Music and Vision homepage


Editorial Musings with Basil Ramsey

The use of abuse


Struggling for silence


It is pointless to remark the size and complexity of the world of music here in the opening years of the 21st century. Nonetheless, such an intricate network of musicians and its accompanying army of admin has deep penetration, and nobody in the civilised world can claim ignorance of the motivated sounds that pour upon us in an unceasing torrent. It is well to remember that every bar of music publicly performed live or committed to disc arises from the efforts of this army. Despite outbursts of gloom within the ranks, music has, in a way, got the upper hand, and I cannot imagine even a furious music-hater having the slightest effect upon a world that now echos and re-echoes to hordes of singers and players.

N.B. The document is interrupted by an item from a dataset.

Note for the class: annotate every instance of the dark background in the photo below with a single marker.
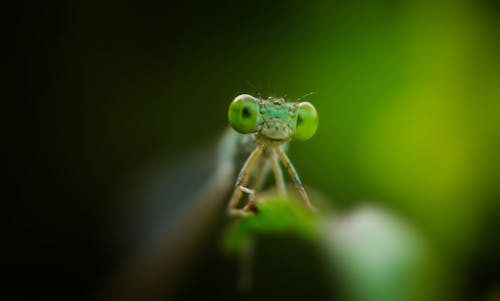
(407, 92)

I am my own worst enemy by allowing a constant trickle of music to my environment for much of the day, with only occasional patches of silence. Much as I need and appreciate the quality of silence I have yet to truthfully forgo music as a deliberate act of will on a regular basis. This weakness, I suspect, is pretty widespread, but only because music has become a public utility switched on and off as a habit. If we could hear music only after an exhausting sequence of preludial actions I am sure it would suffer neglect. That, on reflection, would allow us time to rethink our abuse of music as little more than a time-filler. Or would we slip on a record whilst we dreamily gave it some thought?